The Jewish Press recently spoke with Doron Spielman, an oleh from Detroit and vice president of the City of David Foundation, to find out what’s new in the ancient city.
The Jewish Press: First, what exactly is the City of David?
Spielman: Many people erroneously believe the Jerusalem of Biblical times was centered within the walls of the Old City. In fact, the seat of government and the palaces of King David and King Shlomo were located to the immediate south of the Temple Mount, opposite the Dung Gate, in the Kidron Valley. That area today is known as the City of David.
What’s the purpose of the City of David Foundation?
Since 1986, we’ve been working to uncover the ancient site of the City of David via archeological digs in conjunction with the Israel Antiquities Authority. As excavations are completed, the area is opened to tourism to further deepen visitors’ understanding of Jerusalem’s monumental past.
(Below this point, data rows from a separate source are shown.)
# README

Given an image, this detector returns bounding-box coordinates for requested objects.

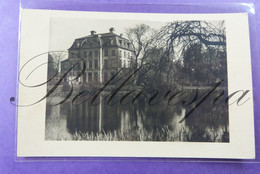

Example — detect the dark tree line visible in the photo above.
[125,20,227,90]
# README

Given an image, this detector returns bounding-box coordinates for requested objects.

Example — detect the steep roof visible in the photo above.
[69,31,133,51]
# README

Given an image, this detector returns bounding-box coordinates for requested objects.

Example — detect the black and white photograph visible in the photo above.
[45,17,229,142]
[17,10,254,158]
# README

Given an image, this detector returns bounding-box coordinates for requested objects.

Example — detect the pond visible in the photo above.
[45,91,229,142]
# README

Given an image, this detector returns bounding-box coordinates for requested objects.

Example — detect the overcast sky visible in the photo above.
[48,17,168,52]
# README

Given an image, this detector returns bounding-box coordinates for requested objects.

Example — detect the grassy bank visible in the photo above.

In essence, we are endeavoring to bring the Bible to life. We are working to restore the fallen sukkah of David – meaning, the Kingdom of David. The first step in doing that is to make people recognize how glorious the dynasty of David was. When people visit the site, they are overwhelmed by the history and grandeur of Jewish life in Jerusalem in Biblical times.
Trekking through the ancient tunnels and standing beside the immense archeological discoveries is very often a life-changing experience. This awakening leads to a yearning that our former Jewish greatness be restored.
In Israel, people are familiar with the advertising for Ir David showing children happily splashing in a natural pool. Is that the ancient Shiloach Pool where water was drawn for the Simchat Beit HaSho’evah celebration when the Beit HaMikdash stood?
In ancient times, the Gichon Spring flowed into the Shiloach Pool. In later times, the Byzantines diverted the water and built another pool, directly next to the original pool, some 20 meters away. The pool in the photograph with the children is the Byzantine pool.
The Gichon Spring is the same as it was in the time of the Bible. It was Jerusalem’s main source of water and is mentioned many times in the Tanach. It was actually the site of King Shlomo’s coronation (I Kings 1:35, 45).
Ir David Foundation excavations led to the breathtaking restoration of the Hezekiah Tunnel and Warren’s Shaft, vital parts of the city’s ancient water system. We are currently in the process of restoring Pilgrimage Road, on which the waters of the Gichon Spring were carried to the Temple in the festive Sukkot-time water libation ceremony.
Digging through the rocky mountainside is a slow and careful undertaking, but hopefully it will be opened to the public in two to three years.
What is the latest archeological discovery?
At the beginning of September, we revealed the discovery of ornate column capitals from a royal mansion dating back to the times of the kings of Judah.
Experts agree that the beautiful capitals are the most impressive discovered to date. These stone artifacts are made of soft limestone, with decorative carvings, and among them are capitals of various sizes in the architectural style known as “Proto-Aeolian” – one of the most significant royal building features of the First Temple period and one of the visual symbols of the era.
The importance of this artistic motif as a symbol representing the Kingdoms of Judah and Israel inspired the Bank of Israel to choose it as the image that adorns the five-shekel coin of the State of Israel. Unlike the capitals, which were discovered preserved in excellent condition, the rest of the building was destroyed, probably in the Babylonian destruction of Jerusalem in 586 BCE or thereabouts.
Amazingly, there are still people who try to deny the connection of the Jewish people to ancient Jerusalem. Thank G-d, after a visit to Ir David and its surroundings, their ridiculous contentions are shattered.